La criada entró en el cuarto de Isidora, trayendo un plato con varias lonjas de pechuga y un poco de relleno. Encendiéronsele a Mariano con luces mil los ojos, y no parecía sino que cada destello de su mirar era un largo tenedor; pero Isidora, en quien el orgullo no daba lugar al agradecimiento ni al perdón, vio con repugnancia aquel tardío obsequio. Aunque comprendió que este había nacido en el bondadoso corazón de Emilia, siempre veía en él como un mensaje de lástima. Rechazó la fineza diciendo:
«Que muchas gracias y que no queremos nada.
—Chica, chica, tú eres tonta—gruñó Mariano con su rudeza propia, exacerbada hasta el salvajismo.
—Si no te callas, te pego.
—Yo quiero cenar—afirmó él con brutal terquedad, echando a un lado la cabeza y dando un golpe con ella sobre la mesa.
—Eso es, rómpete la cabeza.
—Mala hermana, ¡no das de cenar a tu hermanito! Mira tú, mejor estaba en la cárcel...
—Como vuelvas a nombrar...
—¡Nombro!... ¡Puño!
—Como vuelvas a decir...
—¡Puño!—repitió el bergante alzando la mano.
—¡Alzas la mano!..., ¡a mí!..., a tu hermana.
—Yo me quiero ir con mi tía.
—Si vuelves a nombrar...
—¡Mala hermana..., marquesa!...».
Pecado hizo burla de su hermana con tanto descaro, que esta hubo de ponerle a raya con dos bofetadas muy bien dadas que, o mucho nos engañamos, se oyeron desde la sala.
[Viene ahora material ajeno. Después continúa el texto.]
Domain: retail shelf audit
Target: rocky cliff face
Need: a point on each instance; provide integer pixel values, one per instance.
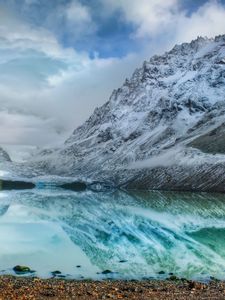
(163, 129)
(4, 157)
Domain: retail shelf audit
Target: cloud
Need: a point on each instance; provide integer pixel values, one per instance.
(208, 20)
(47, 88)
(149, 17)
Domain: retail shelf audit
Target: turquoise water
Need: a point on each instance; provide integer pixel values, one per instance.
(134, 235)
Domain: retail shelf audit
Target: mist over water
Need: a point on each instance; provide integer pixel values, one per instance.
(134, 235)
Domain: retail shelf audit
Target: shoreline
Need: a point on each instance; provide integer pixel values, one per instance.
(12, 287)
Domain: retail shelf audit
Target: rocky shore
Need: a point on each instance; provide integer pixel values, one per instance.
(59, 289)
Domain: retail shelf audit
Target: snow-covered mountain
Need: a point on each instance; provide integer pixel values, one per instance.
(4, 157)
(164, 128)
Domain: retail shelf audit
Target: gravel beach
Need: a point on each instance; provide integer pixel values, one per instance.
(59, 289)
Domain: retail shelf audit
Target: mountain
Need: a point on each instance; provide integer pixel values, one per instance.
(163, 129)
(4, 157)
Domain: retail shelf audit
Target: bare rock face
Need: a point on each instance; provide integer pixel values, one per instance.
(4, 157)
(163, 129)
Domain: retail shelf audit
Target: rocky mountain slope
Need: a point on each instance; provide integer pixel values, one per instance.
(4, 157)
(163, 129)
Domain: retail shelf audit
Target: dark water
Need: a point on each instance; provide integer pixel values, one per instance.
(133, 235)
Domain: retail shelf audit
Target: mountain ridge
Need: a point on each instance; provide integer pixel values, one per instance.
(152, 125)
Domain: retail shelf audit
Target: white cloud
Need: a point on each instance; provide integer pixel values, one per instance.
(208, 21)
(149, 16)
(47, 90)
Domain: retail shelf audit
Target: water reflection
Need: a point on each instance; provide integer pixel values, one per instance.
(134, 235)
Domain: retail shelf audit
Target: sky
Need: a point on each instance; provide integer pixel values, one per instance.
(60, 59)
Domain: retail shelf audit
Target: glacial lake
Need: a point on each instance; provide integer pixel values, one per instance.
(134, 235)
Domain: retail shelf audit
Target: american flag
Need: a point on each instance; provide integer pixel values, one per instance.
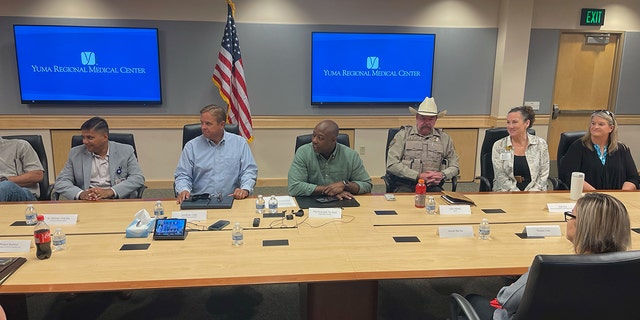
(228, 76)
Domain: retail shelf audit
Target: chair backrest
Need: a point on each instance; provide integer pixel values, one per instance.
(190, 131)
(566, 139)
(306, 138)
(125, 138)
(35, 140)
(588, 286)
(486, 166)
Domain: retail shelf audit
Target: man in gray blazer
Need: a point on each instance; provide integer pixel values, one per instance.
(99, 169)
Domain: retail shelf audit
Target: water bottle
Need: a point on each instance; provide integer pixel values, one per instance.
(237, 236)
(42, 237)
(431, 205)
(260, 205)
(421, 193)
(30, 215)
(273, 204)
(59, 240)
(484, 230)
(158, 210)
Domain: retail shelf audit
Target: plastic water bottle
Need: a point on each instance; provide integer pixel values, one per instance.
(484, 230)
(260, 205)
(273, 204)
(30, 215)
(59, 240)
(42, 237)
(158, 210)
(421, 193)
(237, 235)
(431, 205)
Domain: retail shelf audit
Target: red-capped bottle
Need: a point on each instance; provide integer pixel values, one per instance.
(421, 193)
(42, 236)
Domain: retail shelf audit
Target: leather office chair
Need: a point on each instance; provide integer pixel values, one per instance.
(566, 139)
(124, 138)
(190, 131)
(486, 164)
(306, 138)
(575, 287)
(36, 143)
(390, 179)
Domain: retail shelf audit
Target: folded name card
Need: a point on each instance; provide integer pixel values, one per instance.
(191, 215)
(542, 231)
(57, 219)
(455, 209)
(333, 213)
(455, 231)
(15, 245)
(560, 207)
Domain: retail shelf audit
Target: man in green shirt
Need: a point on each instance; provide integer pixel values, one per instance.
(327, 167)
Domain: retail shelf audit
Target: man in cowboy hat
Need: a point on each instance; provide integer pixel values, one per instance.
(422, 152)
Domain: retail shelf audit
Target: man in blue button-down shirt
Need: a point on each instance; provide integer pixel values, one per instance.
(217, 162)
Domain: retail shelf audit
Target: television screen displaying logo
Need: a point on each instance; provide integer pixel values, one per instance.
(79, 64)
(371, 67)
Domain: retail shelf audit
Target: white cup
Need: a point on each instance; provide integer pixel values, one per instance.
(577, 180)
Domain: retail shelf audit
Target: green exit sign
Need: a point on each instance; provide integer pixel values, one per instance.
(592, 17)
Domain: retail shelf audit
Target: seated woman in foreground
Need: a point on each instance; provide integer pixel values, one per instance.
(520, 160)
(605, 161)
(599, 223)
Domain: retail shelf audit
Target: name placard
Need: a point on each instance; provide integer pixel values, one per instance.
(542, 231)
(15, 245)
(57, 219)
(455, 231)
(191, 215)
(560, 207)
(332, 213)
(455, 209)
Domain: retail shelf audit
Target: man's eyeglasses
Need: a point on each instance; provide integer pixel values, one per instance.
(568, 216)
(607, 112)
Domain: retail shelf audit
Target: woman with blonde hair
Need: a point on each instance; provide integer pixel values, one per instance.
(605, 161)
(599, 223)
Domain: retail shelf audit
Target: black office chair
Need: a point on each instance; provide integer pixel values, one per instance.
(36, 143)
(566, 139)
(306, 138)
(391, 179)
(486, 165)
(575, 287)
(190, 131)
(124, 138)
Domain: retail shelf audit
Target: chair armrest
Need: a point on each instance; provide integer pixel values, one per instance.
(459, 304)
No era ella mujer que se dejaba embromar de un mocoso, aunque este tuviera los buenos puños y los medianos antecedentes del señorito Rufete. Dominado este por la actitud de su hermana y por el cariño que le tenía, se contuvo. Echado de bruces sobre la mesa, la barba apoyada en el arco que con sus brazos hacía, a Isidora contemplaba en silencio con la seriedad y atención hosca de uno de esos perrazos que muerden a todo el mundo menos a su amo.
El bullicio de la sala llegaba ya al delirio. Don José hacía el amor a su mujer echándole ternísimos requiebros entre los aplausos de los divertidos comensales. Doña Laura llamaba a su marido Sardanápalo. El ortopédico había empezado a cantar villancicos, acompañándose de golpes dados sobre la mesa con el mango del cuchillo. Sólo Emilia y Leonor conservaban su amable serenidad, la una obsequiando a Miquis, la otra a Sánchez Berande. El joven poeta, Miquis y el hijo del ortopédico alborotaban también, el primero con sus discursos, el segundo con sus cantorrios de tangos y malagueñas. Después se hizo una grande y solemne pausa, porque Berande, a ruegos de todos, iba a recitar versos. Creíase destinado a la inmortalidad; tenía un buen tomo preparado para darlo a la estampa, en el cual, como en muestrario de bazar, había de todo: elegías, odas, pequeños poemas, poemas grandes, epigramas, doloras, suspirillos germánicos, sáficos y octavas reales. La sala parecía tribuna del Congreso, que se hundía con los aplausos al terminar Berande su recitación.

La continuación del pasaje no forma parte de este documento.